Emmanuel Macron réussira-t-il à vaincre le signe indien ?

parInstitut Jean Lecanuet
11 Août 2021
Actualité

Si on devait auditer la gouvernance de la République française comme on le fait d’une grande société privée, la première chose qui sauterait aux yeux serait le turnover permanent à la tête de l’exécutif.

Depuis François Mitterrand et Jacques Chirac, aucun président n’est parvenu à accomplir deux mandats consécutifs ; et encore, ceux-ci doivent paradoxalement leur réélection à leur défaite aux législatives de 1986 et de 1998 et à la cohabitation qui s’ensuivit. En fait, si l’on observe sur le temps long la Ve République, la discontinuité au sommet de l’État est toujours la règle. Il est quasiment impossible d’enchaîner septennats ou quinquennats sans qu’une défaite, soit à une législative, soit à une présidentielle, soit à un référendum, vienne interrompre le cours des choses et modifier les politiques en cours. C’est le lot de toute démocratie, bien sûr, d’opérer ces alternances et ces changements, mais ces derniers sont, en France, permanents à la tête de l’état alors que le paysage local n’offre pas de telles ruptures. Lors des élections locales, c’est la continuité qui est la règle comme l’ont confirmé les scrutins régionaux et départementaux de la fin du mois de juin. Les présidents de région ont presque tous été réélus comme les maires l’ont été en 2020 et, même parfois, pour un troisième ou un quatrième mandat. On est loin de l’instabilité présidentielle.

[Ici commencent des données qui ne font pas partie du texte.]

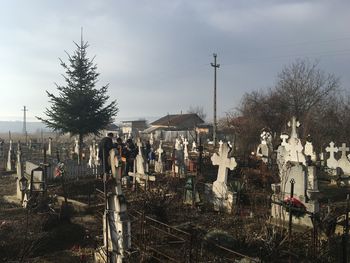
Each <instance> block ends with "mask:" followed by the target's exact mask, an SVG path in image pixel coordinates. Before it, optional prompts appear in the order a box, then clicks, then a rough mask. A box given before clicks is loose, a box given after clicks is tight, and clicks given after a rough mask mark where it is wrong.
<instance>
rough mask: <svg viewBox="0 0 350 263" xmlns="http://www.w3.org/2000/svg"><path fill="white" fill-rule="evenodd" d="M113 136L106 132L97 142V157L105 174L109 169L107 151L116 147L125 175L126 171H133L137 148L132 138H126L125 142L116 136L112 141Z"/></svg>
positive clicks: (108, 163) (137, 149)
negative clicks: (98, 153) (97, 149)
mask: <svg viewBox="0 0 350 263" xmlns="http://www.w3.org/2000/svg"><path fill="white" fill-rule="evenodd" d="M113 137H114V136H113V133H108V134H107V136H106V137H104V138H103V139H102V140H101V141H100V143H99V158H100V160H101V165H102V168H103V169H102V171H103V172H105V173H107V174H108V173H109V172H110V171H111V163H110V161H109V153H110V150H112V149H116V153H117V154H116V155H117V157H118V160H119V161H121V162H122V167H124V172H125V174H126V175H127V174H128V172H133V167H134V160H135V157H136V155H137V154H138V149H137V147H136V146H135V144H134V142H133V141H132V139H128V140H127V141H126V143H123V140H122V139H121V138H117V140H116V142H113Z"/></svg>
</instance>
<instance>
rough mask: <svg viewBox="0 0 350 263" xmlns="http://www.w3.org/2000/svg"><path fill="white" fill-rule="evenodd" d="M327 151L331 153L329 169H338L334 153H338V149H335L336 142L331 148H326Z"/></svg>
mask: <svg viewBox="0 0 350 263" xmlns="http://www.w3.org/2000/svg"><path fill="white" fill-rule="evenodd" d="M326 151H327V152H329V159H328V160H327V166H328V167H329V168H332V169H336V168H337V167H338V161H337V160H336V159H335V158H334V153H336V152H338V148H337V147H334V142H330V143H329V147H327V148H326Z"/></svg>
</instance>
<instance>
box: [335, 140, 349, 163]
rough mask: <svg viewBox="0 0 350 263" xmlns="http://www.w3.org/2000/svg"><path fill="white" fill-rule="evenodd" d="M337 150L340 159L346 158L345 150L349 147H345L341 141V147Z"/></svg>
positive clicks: (346, 150)
mask: <svg viewBox="0 0 350 263" xmlns="http://www.w3.org/2000/svg"><path fill="white" fill-rule="evenodd" d="M338 151H340V152H341V159H347V157H346V152H348V151H349V147H346V143H343V144H342V146H341V147H339V149H338Z"/></svg>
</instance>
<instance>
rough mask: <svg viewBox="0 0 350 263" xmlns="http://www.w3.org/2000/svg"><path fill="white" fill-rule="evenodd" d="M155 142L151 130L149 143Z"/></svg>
mask: <svg viewBox="0 0 350 263" xmlns="http://www.w3.org/2000/svg"><path fill="white" fill-rule="evenodd" d="M153 143H154V138H153V132H151V134H150V138H149V144H150V145H151V146H152V145H153Z"/></svg>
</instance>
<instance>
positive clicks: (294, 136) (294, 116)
mask: <svg viewBox="0 0 350 263" xmlns="http://www.w3.org/2000/svg"><path fill="white" fill-rule="evenodd" d="M299 126H300V122H298V121H297V119H296V117H295V116H293V117H292V121H291V122H290V121H289V122H288V127H292V133H291V134H290V138H298V133H297V127H299Z"/></svg>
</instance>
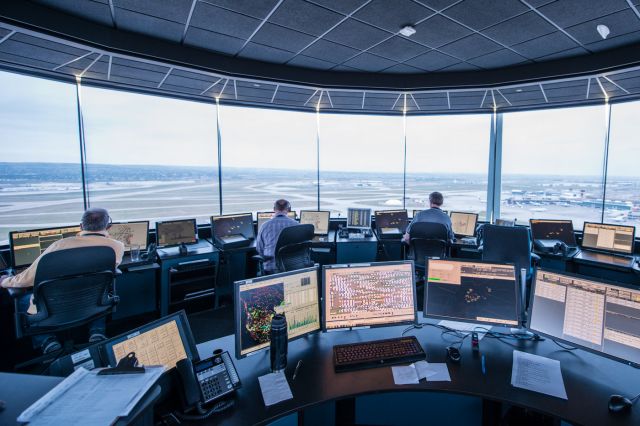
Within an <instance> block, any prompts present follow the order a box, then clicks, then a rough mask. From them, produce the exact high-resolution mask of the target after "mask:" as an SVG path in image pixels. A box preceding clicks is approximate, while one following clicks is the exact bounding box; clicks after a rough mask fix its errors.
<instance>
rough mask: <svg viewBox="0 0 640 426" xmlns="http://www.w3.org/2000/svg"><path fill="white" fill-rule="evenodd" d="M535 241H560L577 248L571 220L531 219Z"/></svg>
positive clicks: (572, 246)
mask: <svg viewBox="0 0 640 426" xmlns="http://www.w3.org/2000/svg"><path fill="white" fill-rule="evenodd" d="M529 226H530V227H531V237H532V238H533V239H534V240H559V241H562V242H563V243H565V244H566V245H568V246H569V247H575V246H576V235H575V234H574V233H573V222H572V221H570V220H552V219H529Z"/></svg>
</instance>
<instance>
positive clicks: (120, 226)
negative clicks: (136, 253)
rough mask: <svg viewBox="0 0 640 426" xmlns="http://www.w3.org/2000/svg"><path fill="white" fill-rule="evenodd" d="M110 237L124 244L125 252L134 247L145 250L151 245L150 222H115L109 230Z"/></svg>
mask: <svg viewBox="0 0 640 426" xmlns="http://www.w3.org/2000/svg"><path fill="white" fill-rule="evenodd" d="M109 236H110V237H111V238H113V239H114V240H118V241H120V242H121V243H122V244H124V250H125V252H127V251H131V246H133V245H137V246H140V248H141V249H143V250H144V249H145V248H146V247H147V245H149V221H148V220H141V221H137V222H114V223H112V224H111V227H110V228H109Z"/></svg>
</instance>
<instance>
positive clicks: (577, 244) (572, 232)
mask: <svg viewBox="0 0 640 426" xmlns="http://www.w3.org/2000/svg"><path fill="white" fill-rule="evenodd" d="M534 220H537V221H541V222H569V224H570V225H571V234H572V235H573V243H571V244H568V243H567V242H566V241H562V242H563V243H565V244H567V245H568V246H570V247H577V246H578V241H577V240H576V229H575V228H574V227H573V220H571V219H536V218H530V219H529V229H530V230H531V239H532V240H533V241H535V240H545V239H546V238H536V237H535V235H533V227H532V226H531V222H532V221H534ZM553 239H554V240H558V239H557V238H553ZM558 241H560V240H558Z"/></svg>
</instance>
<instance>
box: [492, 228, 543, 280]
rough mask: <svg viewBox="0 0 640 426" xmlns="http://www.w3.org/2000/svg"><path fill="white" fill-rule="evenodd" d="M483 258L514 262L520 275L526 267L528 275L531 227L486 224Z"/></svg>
mask: <svg viewBox="0 0 640 426" xmlns="http://www.w3.org/2000/svg"><path fill="white" fill-rule="evenodd" d="M482 260H487V261H490V262H503V263H513V264H514V265H515V266H516V274H517V275H518V276H520V270H521V269H522V268H525V269H526V270H527V277H528V276H529V275H530V274H531V236H530V234H529V229H528V228H526V227H524V226H513V227H512V226H499V225H489V224H486V225H484V227H483V248H482Z"/></svg>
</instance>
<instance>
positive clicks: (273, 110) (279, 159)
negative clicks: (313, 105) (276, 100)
mask: <svg viewBox="0 0 640 426" xmlns="http://www.w3.org/2000/svg"><path fill="white" fill-rule="evenodd" d="M220 130H221V134H222V207H223V211H224V213H225V214H226V213H247V212H254V213H255V212H258V211H271V210H273V203H274V201H276V200H278V199H280V198H285V199H287V200H289V201H290V202H291V208H292V210H295V211H297V212H298V213H299V212H300V210H302V209H306V210H310V209H313V210H315V209H316V208H317V186H316V180H317V176H316V158H317V155H316V150H317V149H316V121H315V114H312V113H304V112H291V111H279V110H270V109H260V108H242V107H231V106H221V107H220Z"/></svg>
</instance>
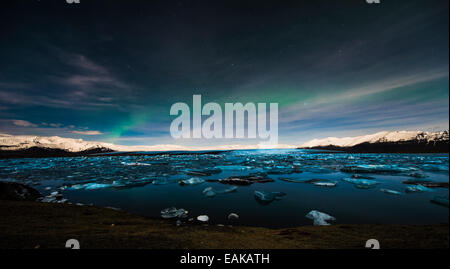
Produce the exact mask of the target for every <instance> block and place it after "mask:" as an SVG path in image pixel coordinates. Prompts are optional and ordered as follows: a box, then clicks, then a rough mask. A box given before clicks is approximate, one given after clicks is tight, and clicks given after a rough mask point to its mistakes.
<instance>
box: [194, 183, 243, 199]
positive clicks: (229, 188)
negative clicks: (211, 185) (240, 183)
mask: <svg viewBox="0 0 450 269" xmlns="http://www.w3.org/2000/svg"><path fill="white" fill-rule="evenodd" d="M237 189H238V187H236V186H232V187H230V188H227V189H224V190H215V189H214V188H213V187H207V188H205V189H204V190H203V192H202V193H203V194H204V195H205V196H206V197H214V196H216V194H225V193H230V192H235V191H237Z"/></svg>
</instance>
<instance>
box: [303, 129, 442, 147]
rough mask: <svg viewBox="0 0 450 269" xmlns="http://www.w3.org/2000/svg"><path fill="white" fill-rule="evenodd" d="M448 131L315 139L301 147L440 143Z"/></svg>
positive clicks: (342, 146)
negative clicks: (407, 143)
mask: <svg viewBox="0 0 450 269" xmlns="http://www.w3.org/2000/svg"><path fill="white" fill-rule="evenodd" d="M448 139H449V133H448V131H442V132H422V131H395V132H387V131H384V132H378V133H375V134H370V135H363V136H356V137H342V138H338V137H327V138H324V139H313V140H311V141H308V142H306V143H304V144H303V145H302V146H301V147H303V148H312V147H324V146H338V147H352V146H355V145H358V144H361V143H378V142H399V141H411V140H420V141H427V142H432V141H440V140H448Z"/></svg>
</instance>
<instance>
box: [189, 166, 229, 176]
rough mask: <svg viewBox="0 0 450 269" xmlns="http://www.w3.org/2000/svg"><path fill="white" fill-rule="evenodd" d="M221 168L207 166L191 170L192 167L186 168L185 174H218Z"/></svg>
mask: <svg viewBox="0 0 450 269" xmlns="http://www.w3.org/2000/svg"><path fill="white" fill-rule="evenodd" d="M221 172H222V170H221V169H219V168H207V169H203V170H193V169H187V170H186V171H185V173H186V174H188V175H191V176H211V175H213V174H219V173H221Z"/></svg>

Alors quelle est la source de ce problème ? D’abord, à la différence des ministres ou même des députés à qui on reproche fréquemment de ne pas être représentatifs, socialement, de la population, les élus locaux endurent beaucoup moins cette critique. Et, quand cela peut être le cas, ils la compensent par la proximité et par la disponibilité. Au-delà de cet « effet miroir » bien connu en science politique, c’est surtout la question contractuelle qui explique le sort opposé réservé aux élus. L’élu local tient ses promesses de campagne, c’est toute la différence. Peu importe la raison de cette réussite des uns ou de cet empêchement des autres, c’est un fait peu contestable et il explique que la démocratie s’exprime de manière très différente à l’échelle nationale et locale. Alors Emmanuel Macron parviendra-t-il, en 2022, à vaincre le signe indien en réussissant à emporter l’élection présidentielle, puis l’élection législative qui suivra. Au-delà des convictions de chacun, c’est une issue qui pourrait être salutaire à notre démocratie surtout dans un contexte politique international qui permet à des personnalités peu regardantes en termes de démocratie de se maintenir au pouvoir très longtemps et d’inscrire ainsi des réformes dans la durée.